How does a neural network work with correlated image data

I am new to TensorFlow and deep learning. I am trying to create a fully connected neural network for image processing. I am somewhat confused.
We have an image, say 28x28 pixels. This will have 784 inputs to the NN. For non-correlated inputs, this is fine, but image pixels are generally correlated. For instance, consider a picture of a cow's eye. How can a neural network understand this when we have all pixels lined up in an array for a fully-connected network. How does it determine the correlation?
Please research some tutorials on CNN (Convolutional Neural Network); here is a starting point for you. A fully connected layer of a NN surrenders all of the correlation information it might have had with the input. Structurally, it implements the principle that the inputs are statistically independent.
Alternately, a convolution layer depends upon the physical organization of the inputs (such as pixel adjacency), using that to find simple combinations (convolutions) of feature form one layer to another.
Bottom line: your NN doesn't find the correlation: the topology is wrong, and cannot do the job you want.
Also, please note that a layered network consisting of fully-connected neurons with linear weight combinations, is not deep learning. Deep learning has at least one hidden layer, a topology which fosters "understanding" of intermediate structures. A purely linear, fully-connected layering provides no such hidden layers. Even if you program hidden layers, the outputs remain a simple linear combination of the inputs.
Deep learning requires some other discrimination, such as convolutions, pooling, rectification, or other non-linear combinations.

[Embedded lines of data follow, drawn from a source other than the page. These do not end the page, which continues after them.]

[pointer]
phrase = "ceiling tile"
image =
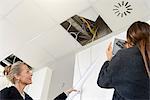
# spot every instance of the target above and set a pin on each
(29, 18)
(6, 6)
(58, 42)
(11, 37)
(34, 55)
(105, 9)
(89, 13)
(61, 10)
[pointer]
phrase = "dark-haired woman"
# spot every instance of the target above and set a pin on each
(128, 72)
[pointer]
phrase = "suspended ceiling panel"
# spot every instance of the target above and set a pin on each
(112, 11)
(89, 13)
(7, 5)
(34, 55)
(11, 38)
(57, 42)
(60, 10)
(30, 19)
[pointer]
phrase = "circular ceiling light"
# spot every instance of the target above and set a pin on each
(122, 9)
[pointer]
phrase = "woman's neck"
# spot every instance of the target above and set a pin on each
(20, 88)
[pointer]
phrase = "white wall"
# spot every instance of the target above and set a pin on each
(62, 76)
(38, 90)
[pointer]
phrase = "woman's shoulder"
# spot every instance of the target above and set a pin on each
(28, 97)
(128, 51)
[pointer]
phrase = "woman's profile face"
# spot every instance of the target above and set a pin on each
(25, 76)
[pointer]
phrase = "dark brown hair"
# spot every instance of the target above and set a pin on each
(139, 34)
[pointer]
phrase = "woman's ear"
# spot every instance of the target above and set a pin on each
(17, 77)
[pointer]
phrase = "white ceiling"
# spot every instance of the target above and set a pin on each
(31, 28)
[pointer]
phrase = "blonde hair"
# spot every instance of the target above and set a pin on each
(12, 70)
(139, 34)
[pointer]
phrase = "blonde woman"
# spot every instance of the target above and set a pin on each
(20, 75)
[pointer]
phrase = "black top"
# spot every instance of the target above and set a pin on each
(62, 96)
(11, 93)
(126, 73)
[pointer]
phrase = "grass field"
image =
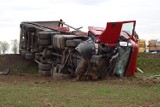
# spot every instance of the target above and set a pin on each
(35, 91)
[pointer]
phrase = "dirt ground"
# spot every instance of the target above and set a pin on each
(32, 90)
(16, 64)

Let's take it into peaces to understand the intuition behind NN learning to predict.
to predict a class of given image we have to find a correlation or direct link between once of it is input values to the class. we can think about finding one pixel can tell us this image belongs to this class. which is impossible so what we have to do is build up more complex function or let's call complex features. which will help us to find to generate a correlated data to the wanted class.
To make it simpler imagine you want to build AND function (p and q), OR function (p or q) in the both cases there is a direct link between the input and the output. in and function if there 0 in the input the output always zero. so what if we want to xor function (p xor q) there is no direct link between the input and the output. the answer is to build first layer of classifying AND and OR then by a second layer taking the result of the first layer we can build the function and classify the XOR function
(p xor q) = (p or q) and not (p and q)
By applying this method on Multi-layer NN you'll have the same result. but then you'll have to deal with huge amount of parameters. one solution to avoid this is to extract representative, variance and uncorrelated features between images and correlated with their class from the images and feed the to the Network. you can look for image features extraction on the web.
this is a small explanation for how to see the link between images and their classes and how NN work to classify them. you need to understand NN concept and then you can go to read about Deep-learning.